Quais ações poderiam ser desenvolvidas entre o Brasil e os países latino-americanos para promover a cultura e o conhecimento no continente?
Muitas ações poderiam ser desenvolvidas. Há muitos países na América Latina com experiências interessantes, bem-sucedidas e inovadoras. Já existem relações bilaterais entre alguns países, que mantêm contatos sistemáticos para compartilhar experiências. O Brasil é um exemplo de estratégias em todos os campos, especialmente devido à fragilidade do seu sistema educacional. Essa troca de experiências poupa tempo e recursos materiais, pois impede que se invente algo que está sendo bem desenvolvido em outro país.

Como o senhor avalia o governo Lula na área social e na educação?

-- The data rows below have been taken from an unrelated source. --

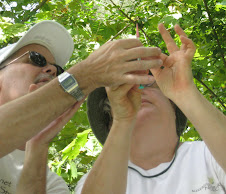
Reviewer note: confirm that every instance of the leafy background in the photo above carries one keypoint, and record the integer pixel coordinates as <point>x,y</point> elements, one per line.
<point>93,22</point>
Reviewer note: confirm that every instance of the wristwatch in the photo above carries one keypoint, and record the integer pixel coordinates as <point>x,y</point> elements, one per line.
<point>70,85</point>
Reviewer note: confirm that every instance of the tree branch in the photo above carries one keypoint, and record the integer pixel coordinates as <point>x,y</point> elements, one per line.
<point>34,10</point>
<point>120,32</point>
<point>214,32</point>
<point>134,22</point>
<point>211,91</point>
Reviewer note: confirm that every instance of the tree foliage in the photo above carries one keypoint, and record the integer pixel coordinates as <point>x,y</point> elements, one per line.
<point>93,22</point>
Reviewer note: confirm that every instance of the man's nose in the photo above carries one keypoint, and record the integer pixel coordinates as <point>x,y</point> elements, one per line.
<point>50,69</point>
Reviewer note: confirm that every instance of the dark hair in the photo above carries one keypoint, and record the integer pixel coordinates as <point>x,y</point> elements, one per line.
<point>181,119</point>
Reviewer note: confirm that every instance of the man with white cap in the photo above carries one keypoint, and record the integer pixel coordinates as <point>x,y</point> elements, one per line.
<point>34,106</point>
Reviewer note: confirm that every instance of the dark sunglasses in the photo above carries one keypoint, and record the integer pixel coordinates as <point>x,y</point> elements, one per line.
<point>38,60</point>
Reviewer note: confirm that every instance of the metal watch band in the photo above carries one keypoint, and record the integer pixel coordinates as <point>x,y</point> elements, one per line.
<point>73,89</point>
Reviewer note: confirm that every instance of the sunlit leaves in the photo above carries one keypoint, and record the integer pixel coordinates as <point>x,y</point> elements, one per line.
<point>92,23</point>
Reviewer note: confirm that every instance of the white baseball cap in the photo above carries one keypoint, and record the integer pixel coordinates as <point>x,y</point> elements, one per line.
<point>47,33</point>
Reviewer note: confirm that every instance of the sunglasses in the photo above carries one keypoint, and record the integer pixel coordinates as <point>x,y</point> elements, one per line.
<point>37,60</point>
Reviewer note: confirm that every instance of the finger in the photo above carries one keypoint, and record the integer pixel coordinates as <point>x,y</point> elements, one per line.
<point>141,52</point>
<point>137,79</point>
<point>65,117</point>
<point>170,44</point>
<point>190,46</point>
<point>141,65</point>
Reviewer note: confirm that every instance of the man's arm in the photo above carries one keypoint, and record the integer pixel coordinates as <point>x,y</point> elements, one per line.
<point>110,65</point>
<point>176,82</point>
<point>112,164</point>
<point>33,176</point>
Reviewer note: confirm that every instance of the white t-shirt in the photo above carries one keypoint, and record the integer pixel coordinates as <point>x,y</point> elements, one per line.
<point>11,166</point>
<point>194,171</point>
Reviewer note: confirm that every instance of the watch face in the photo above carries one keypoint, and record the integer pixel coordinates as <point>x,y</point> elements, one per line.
<point>67,83</point>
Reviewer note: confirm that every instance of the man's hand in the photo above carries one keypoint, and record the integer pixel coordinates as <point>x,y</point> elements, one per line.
<point>115,62</point>
<point>176,76</point>
<point>125,101</point>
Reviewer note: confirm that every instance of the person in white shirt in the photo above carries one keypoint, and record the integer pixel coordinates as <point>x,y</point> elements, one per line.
<point>140,130</point>
<point>37,97</point>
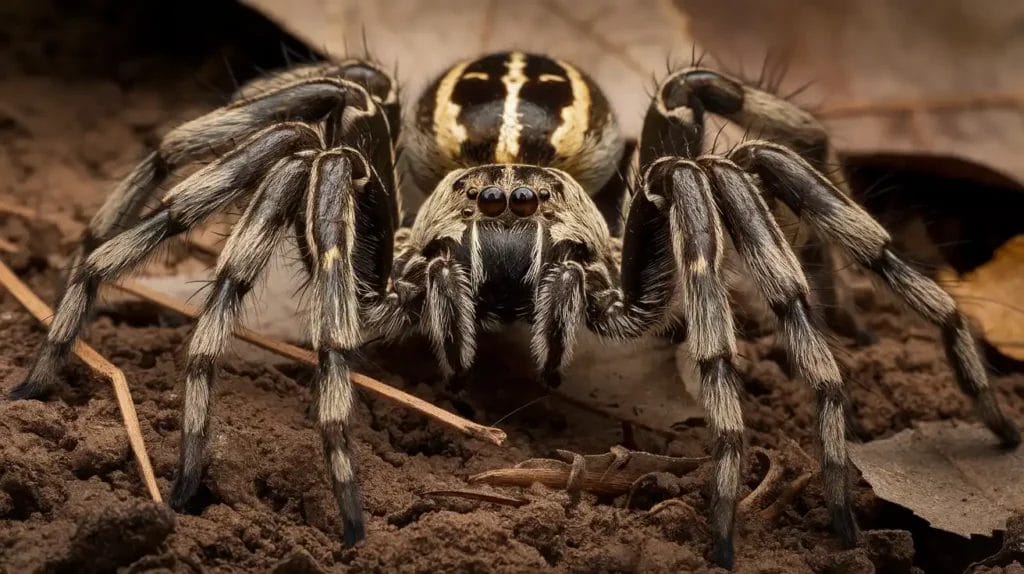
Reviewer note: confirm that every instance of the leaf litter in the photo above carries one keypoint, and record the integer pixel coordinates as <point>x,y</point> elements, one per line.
<point>952,475</point>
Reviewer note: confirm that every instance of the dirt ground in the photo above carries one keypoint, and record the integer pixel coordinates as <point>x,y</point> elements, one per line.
<point>81,98</point>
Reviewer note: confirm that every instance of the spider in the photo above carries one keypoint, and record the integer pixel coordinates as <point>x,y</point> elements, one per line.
<point>522,157</point>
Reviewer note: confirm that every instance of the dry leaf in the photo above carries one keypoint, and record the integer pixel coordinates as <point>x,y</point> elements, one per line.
<point>991,296</point>
<point>953,476</point>
<point>911,77</point>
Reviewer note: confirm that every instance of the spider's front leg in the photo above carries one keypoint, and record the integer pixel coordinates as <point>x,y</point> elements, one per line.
<point>350,219</point>
<point>675,126</point>
<point>185,206</point>
<point>835,217</point>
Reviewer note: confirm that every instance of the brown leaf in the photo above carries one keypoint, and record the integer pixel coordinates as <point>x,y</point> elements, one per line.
<point>951,475</point>
<point>991,296</point>
<point>914,76</point>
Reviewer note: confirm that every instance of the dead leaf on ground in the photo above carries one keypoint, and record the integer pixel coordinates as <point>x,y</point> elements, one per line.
<point>991,296</point>
<point>953,476</point>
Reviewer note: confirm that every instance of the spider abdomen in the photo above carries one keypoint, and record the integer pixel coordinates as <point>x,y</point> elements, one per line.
<point>515,107</point>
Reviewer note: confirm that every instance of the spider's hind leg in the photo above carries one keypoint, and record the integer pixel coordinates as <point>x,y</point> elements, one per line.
<point>185,206</point>
<point>675,127</point>
<point>777,274</point>
<point>244,258</point>
<point>349,237</point>
<point>837,218</point>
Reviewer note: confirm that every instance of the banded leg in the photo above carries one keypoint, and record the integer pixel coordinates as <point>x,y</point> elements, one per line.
<point>349,263</point>
<point>842,222</point>
<point>558,314</point>
<point>206,191</point>
<point>675,126</point>
<point>777,274</point>
<point>699,244</point>
<point>244,258</point>
<point>216,132</point>
<point>450,316</point>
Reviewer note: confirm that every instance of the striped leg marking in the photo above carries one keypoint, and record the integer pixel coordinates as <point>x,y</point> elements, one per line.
<point>335,320</point>
<point>842,222</point>
<point>206,191</point>
<point>558,315</point>
<point>777,274</point>
<point>699,244</point>
<point>244,258</point>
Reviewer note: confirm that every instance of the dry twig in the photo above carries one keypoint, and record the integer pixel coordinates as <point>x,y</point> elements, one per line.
<point>610,474</point>
<point>43,313</point>
<point>480,495</point>
<point>298,354</point>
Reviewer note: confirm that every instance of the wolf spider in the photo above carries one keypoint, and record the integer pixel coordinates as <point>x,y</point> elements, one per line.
<point>522,155</point>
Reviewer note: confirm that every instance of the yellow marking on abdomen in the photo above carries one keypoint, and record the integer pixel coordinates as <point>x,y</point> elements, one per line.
<point>449,133</point>
<point>508,135</point>
<point>567,139</point>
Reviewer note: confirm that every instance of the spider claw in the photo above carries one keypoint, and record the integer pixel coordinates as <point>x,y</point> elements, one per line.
<point>723,553</point>
<point>845,525</point>
<point>185,486</point>
<point>351,512</point>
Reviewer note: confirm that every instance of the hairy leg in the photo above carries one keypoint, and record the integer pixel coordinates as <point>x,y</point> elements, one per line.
<point>185,206</point>
<point>558,314</point>
<point>777,274</point>
<point>349,237</point>
<point>675,127</point>
<point>699,243</point>
<point>842,222</point>
<point>241,263</point>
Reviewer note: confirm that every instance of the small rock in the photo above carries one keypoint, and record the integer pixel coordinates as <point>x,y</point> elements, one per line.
<point>99,451</point>
<point>298,561</point>
<point>115,537</point>
<point>890,550</point>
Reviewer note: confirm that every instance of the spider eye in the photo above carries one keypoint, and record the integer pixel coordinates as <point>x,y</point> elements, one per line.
<point>492,202</point>
<point>523,202</point>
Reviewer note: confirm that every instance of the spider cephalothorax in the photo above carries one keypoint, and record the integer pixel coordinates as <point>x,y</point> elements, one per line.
<point>519,151</point>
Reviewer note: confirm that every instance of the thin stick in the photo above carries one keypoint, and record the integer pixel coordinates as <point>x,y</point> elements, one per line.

Há um foco, que se acentua nesse segundo mandato do presidente, em uma política social centrada no Bolsa-Família, que é uma derivação do que foi desenvolvido pelos governos anteriores com uma dimensão quantitativa e geográfica maior. Com isso, em alguns estados, foi possível ampliar o sistema educacional. Além disso, o governo criou alguns programas, como o Universidade para Todos (ProUni), para aumentar o número de ingressos nas universidades. Isso é importante. Atualmente, o governo coloca o ensino básico como prioridade, com a seleção dos dois mil municípios com pior IDH para realizar uma política discriminatória positiva. Fazer isso significa incluir em uma sociedade democrática os que estavam historicamente excluídos. Esta é uma política extremamente importante e inteligente. Além disso, o país está avançando, também, em alguns aspectos tecnológicos, como a educação a distância, que é um instrumento muito importante e bem utilizado em países como a Inglaterra, Espanha e Colômbia. Ela não deve ser vista como uma formação universitária de segunda classe - desde que utilizada seriamente.

Em julho, aconteceram os Jogos Pan-Americanos no Rio de Janeiro, evento que reuniu todos os países do continente. Qual a importância de aliar o esporte à educação em países como estes, tão marcados por desigualdades sociais e falta de oportunidades?
É enorme. Alguns países sempre dedicaram grande atenção ao esporte como forma de integração na sociedade e como um complemento ao processo educacional. São países que lideram as competições, como Estados Unidos e Cuba. Os outros países da América Latina, lamentavelmente, não dão ao esporte a importância que ele deveria ter. Porém, aí encontramos o caso brasileiro, que sempre surpreende. Aqui não há um grande desenvolvimento sistemático para favorecer a prática de esportes. Não há a preocupação em criar futuros atletas, que seriam figuras importantes de identificação para crianças e adolescentes. Apesar disso, o Brasil se saiu muito bem no Pan-Americano, seja em esportes em conjunto, como o vôlei, ou individuais, como a natação. A partir disso, é preciso questionar porque há esta contradição. Se temos um recurso humano tão fantástico, por que não investir nele? O retorno é altíssimo.